Caused by cracks forming on the ice sheet, these cascades are responsible for dumping huge quantities of surface water to the ice bed, where it can accelerate the movement of ice towards the sea. After draining, lakes leave behind holes called moulins, which allow meltwater to continue to travel to the bottom of the ice sheet.
"When trigger lakes drain, the water lubricates the bed and the ice flow becomes faster," Christoffersen said.
"Previously this acceleration was thought to be short-lived, and have little overall impact on the ice sheet, but we have shown that even localized and short-lived accelerations caused by the drainage of trigger lakes can open fractures and result in additional drainages of lakes in a more stable setting."
Formed during the summer as the weather warms, the 'trigger lakes' such as the one the scientists observed at Store Glacier, in northwest Greenland, can cause a chain-reaction so that up to 50 or more lakes nearby can drain rapidly over the course of a few days, Christoffersen said.
At its peak, the cascade was 950 cubic meters per second, which is roughly half of the flow of Niagara Falls or one Olympic sized swimming pool every three seconds, he said. The water was plunging "pretty much exactly" 1,000 meters (3,281 feet), said Christoffersen.

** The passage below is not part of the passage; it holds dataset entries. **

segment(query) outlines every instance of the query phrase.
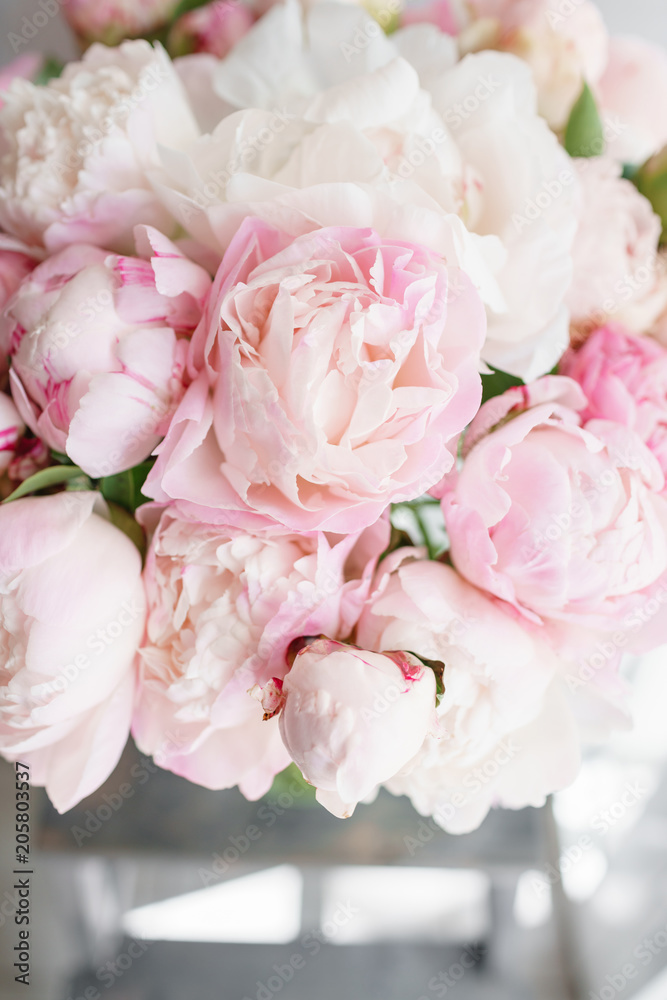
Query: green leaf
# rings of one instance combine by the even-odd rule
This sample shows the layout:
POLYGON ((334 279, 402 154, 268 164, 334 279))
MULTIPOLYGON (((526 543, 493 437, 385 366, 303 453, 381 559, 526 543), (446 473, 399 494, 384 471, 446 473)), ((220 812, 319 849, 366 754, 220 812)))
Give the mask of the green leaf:
POLYGON ((135 521, 128 511, 118 504, 107 501, 111 523, 123 532, 124 535, 134 542, 141 553, 142 561, 146 558, 146 535, 141 525, 135 521))
POLYGON ((191 10, 198 10, 200 7, 206 7, 209 0, 181 0, 178 4, 174 13, 171 15, 171 20, 178 21, 179 17, 183 17, 184 14, 189 14, 191 10))
POLYGON ((60 76, 64 68, 65 64, 60 59, 54 59, 52 56, 49 56, 48 59, 44 60, 44 65, 35 77, 35 83, 39 87, 45 87, 49 80, 54 80, 60 76))
POLYGON ((564 145, 570 156, 601 156, 604 153, 602 121, 587 83, 570 113, 565 127, 564 145))
POLYGON ((288 764, 284 771, 275 776, 270 790, 263 798, 277 799, 278 796, 282 796, 281 801, 284 803, 285 795, 290 796, 292 800, 285 805, 288 809, 292 806, 304 809, 316 805, 315 788, 308 784, 296 764, 288 764))
POLYGON ((667 146, 652 156, 631 178, 662 221, 661 243, 667 243, 667 146))
POLYGON ((622 177, 624 181, 634 181, 639 167, 636 163, 624 163, 622 177))
MULTIPOLYGON (((82 482, 87 480, 84 472, 79 468, 78 465, 52 465, 49 469, 42 469, 40 472, 36 472, 34 476, 30 476, 29 479, 24 480, 18 489, 3 500, 3 503, 9 503, 10 500, 19 500, 21 497, 27 497, 31 493, 37 493, 38 490, 46 490, 51 486, 59 486, 61 483, 69 482, 70 480, 81 479, 82 482)), ((88 488, 90 488, 90 480, 87 480, 88 488)))
POLYGON ((429 559, 437 559, 449 548, 440 501, 435 497, 393 504, 389 519, 392 537, 398 539, 399 544, 425 546, 429 559))
POLYGON ((509 372, 502 372, 500 368, 494 368, 493 365, 489 365, 489 368, 492 369, 491 374, 482 375, 482 403, 494 396, 502 396, 516 385, 526 384, 523 379, 510 375, 509 372))
POLYGON ((51 458, 56 465, 74 465, 69 455, 63 455, 61 451, 54 451, 53 448, 51 449, 51 458))
POLYGON ((100 480, 102 496, 110 503, 115 503, 134 514, 137 507, 148 499, 141 492, 146 477, 153 467, 153 462, 142 462, 133 469, 119 472, 115 476, 105 476, 100 480))

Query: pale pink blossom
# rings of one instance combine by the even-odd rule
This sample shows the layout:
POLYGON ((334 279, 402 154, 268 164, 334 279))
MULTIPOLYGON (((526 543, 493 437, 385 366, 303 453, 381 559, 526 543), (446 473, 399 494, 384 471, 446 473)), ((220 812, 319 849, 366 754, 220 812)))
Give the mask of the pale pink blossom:
POLYGON ((16 80, 0 109, 0 225, 53 252, 93 243, 131 252, 134 226, 175 222, 150 180, 158 147, 199 135, 183 86, 160 46, 93 45, 36 86, 16 80))
POLYGON ((66 0, 62 11, 86 42, 118 45, 168 24, 179 0, 66 0))
POLYGON ((555 129, 567 124, 584 83, 596 84, 607 65, 609 36, 596 4, 579 0, 561 11, 551 0, 470 0, 476 20, 464 43, 479 33, 486 44, 530 66, 540 113, 555 129))
POLYGON ((95 493, 0 507, 0 752, 60 812, 113 771, 144 630, 141 557, 95 493))
POLYGON ((636 431, 667 475, 667 350, 610 324, 596 330, 559 371, 586 394, 584 420, 613 420, 636 431))
POLYGON ((450 566, 402 549, 381 564, 357 626, 370 649, 444 664, 438 734, 387 787, 450 833, 489 808, 539 806, 575 776, 579 735, 539 630, 450 566))
POLYGON ((255 20, 251 9, 239 0, 215 0, 179 17, 169 33, 169 51, 174 56, 210 52, 224 59, 255 20))
POLYGON ((387 542, 384 521, 336 538, 214 527, 166 508, 144 573, 139 748, 209 788, 268 791, 290 757, 250 691, 284 676, 299 636, 350 634, 387 542))
POLYGON ((0 475, 14 460, 16 448, 25 432, 25 424, 9 396, 0 392, 0 475))
POLYGON ((613 632, 667 570, 664 476, 635 431, 584 423, 586 405, 561 376, 489 400, 438 492, 467 579, 529 621, 613 632))
POLYGON ((619 162, 643 163, 667 143, 667 53, 642 38, 612 38, 597 86, 603 115, 621 127, 609 153, 619 162))
POLYGON ((484 329, 466 275, 421 246, 248 219, 147 495, 214 523, 357 531, 451 468, 484 329))
POLYGON ((567 304, 578 327, 606 317, 647 328, 667 306, 658 258, 662 223, 650 202, 621 177, 613 160, 575 160, 581 215, 572 251, 567 304))
POLYGON ((411 653, 328 638, 305 645, 281 686, 280 733, 336 816, 402 771, 435 728, 434 672, 411 653))
POLYGON ((71 246, 7 308, 10 383, 26 424, 95 478, 147 458, 183 394, 187 340, 210 287, 156 230, 142 257, 71 246))

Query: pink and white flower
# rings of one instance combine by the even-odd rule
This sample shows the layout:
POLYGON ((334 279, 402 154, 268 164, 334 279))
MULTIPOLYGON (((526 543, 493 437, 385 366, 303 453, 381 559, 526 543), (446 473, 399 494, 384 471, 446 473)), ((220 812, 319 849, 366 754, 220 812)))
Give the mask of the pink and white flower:
POLYGON ((169 51, 175 56, 210 52, 224 59, 255 20, 250 7, 239 0, 215 0, 179 17, 169 32, 169 51))
POLYGON ((667 54, 642 38, 612 38, 597 86, 605 117, 622 126, 609 152, 620 163, 643 163, 667 143, 667 54))
POLYGON ((13 402, 0 392, 0 475, 14 460, 16 446, 25 433, 25 424, 13 402))
POLYGON ((0 225, 53 252, 131 252, 134 226, 175 228, 149 180, 158 146, 199 135, 164 50, 93 45, 44 87, 16 80, 0 109, 0 225))
POLYGON ((10 382, 25 423, 98 478, 148 458, 182 394, 186 335, 210 278, 156 230, 143 257, 71 246, 9 304, 10 382))
POLYGON ((387 38, 355 4, 313 4, 304 18, 288 2, 222 61, 215 86, 239 110, 186 156, 165 153, 156 174, 197 239, 224 252, 254 215, 292 235, 369 226, 424 244, 479 289, 485 361, 523 378, 553 368, 569 341, 578 182, 521 60, 459 62, 435 25, 387 38))
POLYGON ((563 11, 550 0, 470 0, 470 6, 475 20, 464 44, 481 35, 528 63, 540 114, 554 130, 564 128, 584 83, 596 84, 609 58, 609 37, 596 4, 578 0, 563 11))
POLYGON ((168 24, 178 0, 66 0, 63 14, 86 42, 118 45, 168 24))
POLYGON ((121 755, 144 630, 141 557, 96 499, 0 507, 0 753, 29 764, 59 812, 121 755))
POLYGON ((466 275, 421 246, 248 219, 145 492, 213 523, 358 531, 451 468, 484 329, 466 275))
POLYGON ((613 632, 667 571, 664 476, 635 431, 584 423, 586 405, 559 376, 489 400, 438 491, 468 580, 529 621, 613 632))
POLYGON ((322 637, 282 682, 280 733, 318 801, 347 817, 420 750, 435 729, 435 695, 434 672, 411 653, 322 637))
POLYGON ((605 318, 648 329, 667 306, 667 282, 658 257, 662 223, 613 160, 575 160, 581 216, 574 240, 574 276, 567 304, 586 329, 605 318))
POLYGON ((584 390, 584 420, 613 420, 639 435, 667 475, 667 350, 610 324, 560 363, 584 390))
POLYGON ((290 757, 250 691, 284 676, 299 636, 350 634, 387 541, 385 522, 335 538, 195 524, 166 508, 144 573, 139 748, 208 788, 267 792, 290 757))
POLYGON ((357 641, 444 664, 438 735, 386 784, 450 833, 465 833, 491 806, 539 806, 569 784, 579 735, 538 629, 420 555, 402 549, 383 561, 357 641))

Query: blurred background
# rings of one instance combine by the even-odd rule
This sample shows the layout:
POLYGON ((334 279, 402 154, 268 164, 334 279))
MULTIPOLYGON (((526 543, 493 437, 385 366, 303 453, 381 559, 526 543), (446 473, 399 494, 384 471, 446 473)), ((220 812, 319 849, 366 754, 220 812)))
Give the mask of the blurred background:
MULTIPOLYGON (((612 32, 667 45, 662 0, 598 4, 612 32)), ((36 9, 0 0, 0 63, 36 9)), ((59 17, 34 44, 77 51, 59 17)), ((466 837, 384 793, 336 820, 291 773, 249 803, 131 744, 64 816, 34 789, 29 987, 0 761, 0 998, 666 1000, 666 667, 667 649, 627 664, 635 727, 572 788, 466 837)))

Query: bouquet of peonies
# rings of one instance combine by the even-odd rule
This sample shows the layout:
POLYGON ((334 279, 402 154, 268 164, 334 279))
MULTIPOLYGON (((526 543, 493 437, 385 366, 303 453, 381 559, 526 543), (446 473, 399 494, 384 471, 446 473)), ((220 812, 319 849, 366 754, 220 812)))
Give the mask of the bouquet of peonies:
POLYGON ((667 55, 589 0, 186 6, 69 0, 167 49, 2 77, 0 750, 61 811, 129 733, 540 805, 667 643, 667 55))

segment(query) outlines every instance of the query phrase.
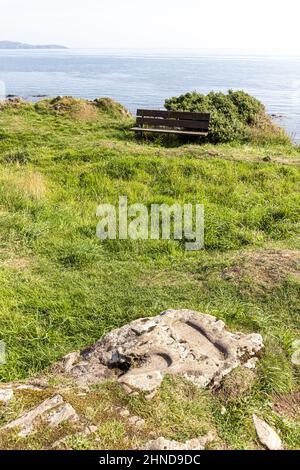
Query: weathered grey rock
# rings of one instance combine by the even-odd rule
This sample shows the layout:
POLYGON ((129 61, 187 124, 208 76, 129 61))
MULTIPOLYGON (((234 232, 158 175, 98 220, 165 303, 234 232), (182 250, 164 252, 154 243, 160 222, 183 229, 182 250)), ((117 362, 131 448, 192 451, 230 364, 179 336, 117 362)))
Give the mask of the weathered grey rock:
POLYGON ((34 432, 35 427, 40 423, 54 428, 65 421, 76 422, 78 419, 74 408, 69 403, 65 403, 61 395, 54 395, 0 430, 19 429, 18 435, 26 437, 34 432))
POLYGON ((117 407, 115 410, 122 418, 128 418, 130 416, 130 412, 127 408, 117 407))
POLYGON ((164 437, 159 437, 147 442, 141 450, 204 450, 213 439, 212 434, 186 442, 170 441, 164 437))
POLYGON ((34 390, 42 391, 46 387, 31 383, 9 383, 0 388, 0 403, 8 403, 13 397, 15 391, 34 390))
POLYGON ((12 388, 0 388, 0 403, 8 403, 14 396, 12 388))
POLYGON ((80 352, 75 351, 70 354, 67 354, 63 359, 62 359, 62 367, 65 372, 69 372, 73 367, 76 361, 80 359, 80 352))
POLYGON ((127 393, 152 397, 165 374, 183 375, 199 387, 218 386, 237 366, 250 361, 253 367, 262 348, 259 334, 231 333, 211 315, 168 310, 111 331, 62 371, 91 384, 115 370, 127 393))
POLYGON ((252 418, 260 442, 269 450, 282 450, 282 442, 277 432, 255 414, 252 418))
POLYGON ((123 408, 121 406, 113 407, 113 410, 118 413, 121 418, 127 418, 128 423, 131 426, 135 426, 136 428, 140 428, 144 426, 145 420, 140 416, 131 416, 130 411, 127 408, 123 408))
POLYGON ((16 384, 14 385, 14 390, 33 390, 34 392, 42 392, 47 388, 46 385, 35 385, 30 383, 16 384))
POLYGON ((128 423, 136 428, 141 428, 144 426, 145 420, 140 418, 140 416, 130 416, 130 418, 128 418, 128 423))
POLYGON ((70 403, 62 403, 60 406, 57 406, 50 411, 46 421, 51 428, 55 428, 64 421, 75 423, 76 421, 79 421, 79 418, 70 403))
POLYGON ((115 371, 101 364, 96 358, 89 360, 88 351, 85 349, 81 353, 76 351, 68 354, 52 367, 52 371, 56 374, 71 376, 76 384, 85 390, 89 389, 89 385, 101 383, 116 376, 115 371))

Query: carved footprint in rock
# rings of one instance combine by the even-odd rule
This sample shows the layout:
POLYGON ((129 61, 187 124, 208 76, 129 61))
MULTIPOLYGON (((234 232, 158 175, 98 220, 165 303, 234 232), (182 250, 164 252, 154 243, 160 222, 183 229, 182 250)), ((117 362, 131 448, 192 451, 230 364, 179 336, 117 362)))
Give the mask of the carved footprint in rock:
POLYGON ((164 320, 167 328, 162 328, 163 333, 160 332, 154 342, 161 346, 167 343, 168 351, 149 346, 145 364, 130 368, 119 378, 127 391, 129 388, 133 391, 155 390, 167 373, 183 374, 187 378, 193 375, 205 386, 208 383, 207 375, 229 356, 226 345, 216 340, 209 328, 197 320, 191 317, 174 319, 167 315, 164 320))
POLYGON ((173 364, 172 357, 166 352, 152 352, 145 365, 132 368, 119 378, 128 393, 136 390, 151 392, 159 388, 164 375, 173 364))
POLYGON ((89 354, 80 355, 76 371, 69 373, 76 372, 78 381, 82 376, 97 383, 104 380, 102 369, 123 370, 118 381, 128 393, 151 394, 166 374, 183 375, 199 387, 218 386, 238 365, 256 359, 262 348, 259 334, 231 333, 211 315, 168 310, 111 331, 89 354))

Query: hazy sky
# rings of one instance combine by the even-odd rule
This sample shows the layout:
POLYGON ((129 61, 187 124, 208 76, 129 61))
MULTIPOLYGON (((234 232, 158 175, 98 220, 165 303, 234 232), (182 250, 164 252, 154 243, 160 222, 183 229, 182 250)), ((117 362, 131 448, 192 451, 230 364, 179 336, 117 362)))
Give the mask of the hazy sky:
POLYGON ((0 0, 0 40, 299 50, 299 0, 0 0))

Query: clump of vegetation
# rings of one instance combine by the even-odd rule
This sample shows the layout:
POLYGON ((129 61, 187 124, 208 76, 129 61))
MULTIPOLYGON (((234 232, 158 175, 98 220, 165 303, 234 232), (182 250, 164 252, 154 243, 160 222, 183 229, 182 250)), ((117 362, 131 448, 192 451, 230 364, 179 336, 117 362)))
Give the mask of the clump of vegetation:
POLYGON ((46 98, 38 101, 35 104, 35 109, 37 111, 55 111, 63 114, 80 107, 83 102, 85 100, 73 98, 72 96, 56 96, 55 98, 46 98))
POLYGON ((23 100, 23 98, 19 98, 18 96, 14 98, 8 98, 6 100, 0 100, 0 111, 5 108, 29 108, 31 104, 28 101, 23 100))
POLYGON ((94 104, 98 109, 110 114, 113 117, 131 117, 130 112, 120 103, 111 98, 96 98, 94 104))
POLYGON ((242 399, 250 395, 255 380, 256 374, 253 370, 238 367, 223 379, 218 395, 224 402, 242 399))
POLYGON ((265 106, 244 91, 229 90, 227 94, 212 91, 208 95, 194 91, 167 99, 165 107, 173 111, 210 113, 207 141, 214 144, 290 142, 285 131, 272 122, 265 106))
POLYGON ((55 114, 67 114, 82 121, 96 120, 98 111, 114 118, 130 116, 124 106, 111 98, 96 98, 94 101, 89 101, 73 96, 57 96, 38 101, 35 109, 43 112, 52 111, 55 114))
POLYGON ((5 163, 17 163, 19 165, 26 165, 30 162, 30 155, 26 150, 10 151, 2 157, 2 161, 5 163))

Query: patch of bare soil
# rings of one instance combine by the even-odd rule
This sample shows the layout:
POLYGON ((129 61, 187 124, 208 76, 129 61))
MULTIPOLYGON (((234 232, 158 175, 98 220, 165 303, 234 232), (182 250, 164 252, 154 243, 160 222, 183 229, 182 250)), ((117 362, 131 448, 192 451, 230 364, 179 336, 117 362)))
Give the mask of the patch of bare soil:
POLYGON ((19 269, 20 271, 23 271, 29 267, 30 260, 28 258, 12 258, 1 262, 1 264, 2 266, 7 266, 8 268, 19 269))
POLYGON ((222 272, 224 279, 252 279, 270 287, 292 276, 300 280, 299 250, 255 250, 242 253, 222 272))
POLYGON ((300 392, 278 395, 274 401, 274 410, 286 418, 300 419, 300 392))
POLYGON ((28 257, 17 256, 15 253, 0 249, 0 268, 7 267, 24 271, 31 264, 32 260, 28 257))

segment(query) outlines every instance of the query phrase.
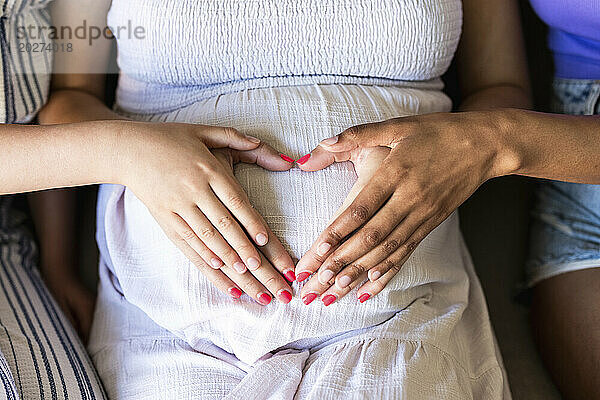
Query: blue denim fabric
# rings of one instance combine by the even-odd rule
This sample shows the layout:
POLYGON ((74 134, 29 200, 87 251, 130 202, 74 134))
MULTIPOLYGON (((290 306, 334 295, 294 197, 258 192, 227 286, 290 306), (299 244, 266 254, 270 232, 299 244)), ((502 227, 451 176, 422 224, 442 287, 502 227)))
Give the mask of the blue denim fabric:
MULTIPOLYGON (((553 108, 557 113, 600 114, 599 99, 600 81, 554 81, 553 108)), ((600 185, 543 181, 536 194, 526 285, 600 267, 600 185)))

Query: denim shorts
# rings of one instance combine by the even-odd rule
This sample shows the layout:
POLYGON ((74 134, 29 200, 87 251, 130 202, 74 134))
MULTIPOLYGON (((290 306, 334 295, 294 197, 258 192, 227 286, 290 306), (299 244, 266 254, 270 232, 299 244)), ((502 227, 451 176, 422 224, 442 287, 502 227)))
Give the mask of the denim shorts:
MULTIPOLYGON (((557 78, 553 87, 555 112, 600 114, 600 80, 557 78)), ((528 287, 565 272, 600 267, 600 185, 542 181, 532 217, 528 287)))

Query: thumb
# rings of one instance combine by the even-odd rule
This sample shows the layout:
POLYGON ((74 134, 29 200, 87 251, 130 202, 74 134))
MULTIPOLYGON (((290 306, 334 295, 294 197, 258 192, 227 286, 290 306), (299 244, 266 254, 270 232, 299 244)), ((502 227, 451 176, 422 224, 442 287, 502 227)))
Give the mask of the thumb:
POLYGON ((196 125, 194 129, 206 147, 211 149, 229 147, 235 150, 252 150, 261 143, 259 138, 244 135, 234 128, 196 125))
POLYGON ((311 153, 298 160, 298 165, 303 171, 318 171, 330 166, 334 162, 350 160, 350 152, 333 153, 321 146, 317 146, 311 153), (305 160, 305 161, 301 161, 305 160))
POLYGON ((256 164, 269 171, 287 171, 294 165, 291 158, 279 153, 266 143, 261 143, 252 150, 232 150, 231 154, 234 163, 256 164))
POLYGON ((355 150, 359 147, 393 147, 398 141, 398 122, 396 119, 362 124, 350 127, 337 136, 319 143, 319 146, 331 152, 355 150))

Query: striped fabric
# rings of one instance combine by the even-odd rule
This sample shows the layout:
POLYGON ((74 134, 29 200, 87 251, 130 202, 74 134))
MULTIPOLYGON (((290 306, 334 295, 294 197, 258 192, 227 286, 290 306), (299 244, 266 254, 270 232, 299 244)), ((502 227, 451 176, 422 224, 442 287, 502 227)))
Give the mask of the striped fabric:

Angel Falls in Venezuela is the world's highest waterfall, standing at around 3,210 feet.
"This discharge increased the ice flow from two meters per day to five meters per day as the water delivery took place. This acceleration had a sudden impact on the ice sheet in terms of stress and ice deformation, and these dynamic impacts explain why lakes situated in places where fractures do not naturally form, still drain rapidly," said Christoffersen.
The team used GPS-fitted, autonomous drones to take about 900 photographs of the lake's disappearance.
The photographs were stitched together and made into 3D surface elevation models, Christoffersen said.
Christoffersen said climate change plays a key role in the increase of meltwater production, as global temperatures rise.
"More and more melt water is being produced and melting extends to higher and higher elevations," he said. "Lakes are growing larger and more numerous and forming at higher elevations. Some as high as 2 kilometers above sea level. This means that networks of lakes draining in cascading events are likely to grow larger."
"It's possible we've under-estimated the effects of these glaciers on the overall instability of the Greenland Ice Sheet," said co-first author Tom Chudley, a PhD student at the Scott Polar Research and the team's drone pilot. "It's a rare thing to actually observe these fast-draining lakes -- we were lucky to be in the right place at the right time."